И ведь в нем даже смысла не было. «Тавиньо» врал не из злого умысла, а из чистой любви к искусству.
– Да, – озабоченно согласился он. – Все переживают.
Келли переводила взгляд с одного нашего спутника на другого, впитывая каждое слово. А потом посмотрела на меня. Вот. Вот! Вокруг столько опасностей! Кто сможет защитить тебя от них? Кто сделает «пиф-паф» индийскому тигру?
– Это ревун[31], – посмеиваясь, влез я.
Благо, эту тварь я уже слышал. Хотя в первый раз мордатая «иерихонская труба» высотой метр с кепкой производит впечатление. Помню, тоже… присел слегка.
– У них всё, как у людей: чем мельче тестикулы, тем громче рев, – поделился я информацией.

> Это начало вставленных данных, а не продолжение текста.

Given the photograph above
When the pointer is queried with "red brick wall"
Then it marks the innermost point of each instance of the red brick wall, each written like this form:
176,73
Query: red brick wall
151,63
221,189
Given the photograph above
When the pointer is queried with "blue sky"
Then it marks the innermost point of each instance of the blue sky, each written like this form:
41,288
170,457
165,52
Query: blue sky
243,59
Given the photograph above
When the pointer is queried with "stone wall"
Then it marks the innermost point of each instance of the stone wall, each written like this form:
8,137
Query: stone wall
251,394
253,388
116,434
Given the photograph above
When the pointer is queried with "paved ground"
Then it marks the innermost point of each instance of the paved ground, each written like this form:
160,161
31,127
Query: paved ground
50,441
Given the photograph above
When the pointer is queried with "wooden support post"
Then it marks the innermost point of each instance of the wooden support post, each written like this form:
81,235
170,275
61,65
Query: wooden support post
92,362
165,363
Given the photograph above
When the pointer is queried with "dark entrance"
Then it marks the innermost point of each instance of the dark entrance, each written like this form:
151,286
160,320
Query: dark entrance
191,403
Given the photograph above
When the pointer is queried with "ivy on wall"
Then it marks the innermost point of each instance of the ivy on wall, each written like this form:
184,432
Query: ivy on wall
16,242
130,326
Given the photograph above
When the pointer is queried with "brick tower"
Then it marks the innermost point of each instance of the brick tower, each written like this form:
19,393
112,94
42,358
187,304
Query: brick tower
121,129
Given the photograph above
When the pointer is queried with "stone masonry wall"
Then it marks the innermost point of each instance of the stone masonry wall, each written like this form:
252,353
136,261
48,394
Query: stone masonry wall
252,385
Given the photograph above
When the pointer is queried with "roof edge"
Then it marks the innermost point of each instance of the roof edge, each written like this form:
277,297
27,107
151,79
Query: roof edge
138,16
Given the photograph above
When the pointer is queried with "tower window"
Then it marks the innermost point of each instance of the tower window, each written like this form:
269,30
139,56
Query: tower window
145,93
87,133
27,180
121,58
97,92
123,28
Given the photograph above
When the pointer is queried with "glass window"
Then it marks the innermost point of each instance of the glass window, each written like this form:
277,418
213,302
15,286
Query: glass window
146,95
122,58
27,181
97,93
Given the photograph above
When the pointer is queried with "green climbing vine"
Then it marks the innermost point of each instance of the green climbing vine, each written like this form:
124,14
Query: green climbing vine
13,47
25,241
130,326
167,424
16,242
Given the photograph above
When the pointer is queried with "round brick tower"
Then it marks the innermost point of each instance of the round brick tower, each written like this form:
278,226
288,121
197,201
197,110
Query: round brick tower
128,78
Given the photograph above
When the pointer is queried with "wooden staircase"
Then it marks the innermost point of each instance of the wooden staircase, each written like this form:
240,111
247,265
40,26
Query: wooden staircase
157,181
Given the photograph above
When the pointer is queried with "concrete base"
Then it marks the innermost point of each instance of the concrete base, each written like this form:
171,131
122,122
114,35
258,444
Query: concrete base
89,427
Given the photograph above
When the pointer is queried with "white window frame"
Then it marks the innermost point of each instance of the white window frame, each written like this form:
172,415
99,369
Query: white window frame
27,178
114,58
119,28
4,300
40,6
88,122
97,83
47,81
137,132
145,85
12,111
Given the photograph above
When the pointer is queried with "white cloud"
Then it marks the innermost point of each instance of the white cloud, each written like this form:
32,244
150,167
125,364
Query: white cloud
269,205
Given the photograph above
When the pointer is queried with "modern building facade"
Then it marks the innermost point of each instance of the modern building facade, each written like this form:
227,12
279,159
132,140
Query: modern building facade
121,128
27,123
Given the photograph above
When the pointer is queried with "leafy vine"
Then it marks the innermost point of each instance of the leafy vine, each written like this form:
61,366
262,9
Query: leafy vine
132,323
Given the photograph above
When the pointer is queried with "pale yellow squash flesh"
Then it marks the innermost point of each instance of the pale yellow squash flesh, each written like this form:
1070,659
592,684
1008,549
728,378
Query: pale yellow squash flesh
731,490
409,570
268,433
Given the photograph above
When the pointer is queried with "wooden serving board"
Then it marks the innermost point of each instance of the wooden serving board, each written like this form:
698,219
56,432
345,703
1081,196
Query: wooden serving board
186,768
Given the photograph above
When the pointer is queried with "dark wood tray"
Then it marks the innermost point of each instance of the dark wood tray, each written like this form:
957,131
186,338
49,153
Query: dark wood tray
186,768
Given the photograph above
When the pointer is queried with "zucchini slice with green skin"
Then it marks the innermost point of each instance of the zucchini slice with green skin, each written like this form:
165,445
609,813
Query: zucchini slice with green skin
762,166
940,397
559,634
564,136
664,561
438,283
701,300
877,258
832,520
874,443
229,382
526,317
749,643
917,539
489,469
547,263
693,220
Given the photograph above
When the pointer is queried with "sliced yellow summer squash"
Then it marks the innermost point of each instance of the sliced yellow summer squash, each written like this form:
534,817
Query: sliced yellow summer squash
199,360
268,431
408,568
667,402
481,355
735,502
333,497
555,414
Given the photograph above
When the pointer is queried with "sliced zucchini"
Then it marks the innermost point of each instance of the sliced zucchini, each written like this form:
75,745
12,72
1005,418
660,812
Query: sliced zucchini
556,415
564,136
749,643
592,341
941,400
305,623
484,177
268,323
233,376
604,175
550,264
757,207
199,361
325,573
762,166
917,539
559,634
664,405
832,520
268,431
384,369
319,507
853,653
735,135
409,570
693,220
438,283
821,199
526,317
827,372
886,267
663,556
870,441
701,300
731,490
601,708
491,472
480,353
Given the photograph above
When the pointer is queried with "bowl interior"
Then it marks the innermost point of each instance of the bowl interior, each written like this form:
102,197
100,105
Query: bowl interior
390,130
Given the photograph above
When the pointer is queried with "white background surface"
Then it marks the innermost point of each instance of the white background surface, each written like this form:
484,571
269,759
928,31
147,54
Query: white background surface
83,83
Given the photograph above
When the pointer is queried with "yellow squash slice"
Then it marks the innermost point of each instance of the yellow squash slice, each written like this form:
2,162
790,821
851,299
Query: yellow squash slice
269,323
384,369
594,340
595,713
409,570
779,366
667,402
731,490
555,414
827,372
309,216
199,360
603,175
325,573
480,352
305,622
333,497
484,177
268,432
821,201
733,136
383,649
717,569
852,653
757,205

– А-а-а, – сказала блондинка. – Ну, тогда я пойду.
– Так рано же еще, – подорвался Эндрю.
Парень, сиди смирно. Ревунов слушай.
– У меня сегодня был тяжелый день, – пояснила Келли, а потом усмехнулась. – Впрочем, не только у меня. Да и встать нужно бы пораньше. Спокойной ночи!
Три пары мужских глаз следили за ней, пока блондинка не скрылась в сумраке.
– Мужики, я, чур, первый, – заерзал Отавиу.
– Ты это о чем? – не понял я сразу. Потом дошло, и мне стоило большого труда не врезать колумбийцу в то, что у людей называется лицом.
– А ты думал, один будешь блондинку пялить? – набычился он, вставая.
– Я думал, что она – девочка взрослая и сама определит, кто ее будет «пялить», – с предупреждением ответил я.
– Да ее на всех хватит! – решил за девчонку колумбиец. – Не хочешь по очереди – давайте все сразу. Она же француженка. Они все об этом только и мечтают!
– Ты это из порнофильмов выяснил? – и волна ярости, застилая глаза, подняла меня.
– Давайте спокойно, – подскочил американец, вытягивая руки вперед. – Мне кажется, в этой непростой ситуации нам нужно остаться мужчинами и взять себя в руки.
– Сам себя в руки бери, козел! А я хочу ходе́р пу́та!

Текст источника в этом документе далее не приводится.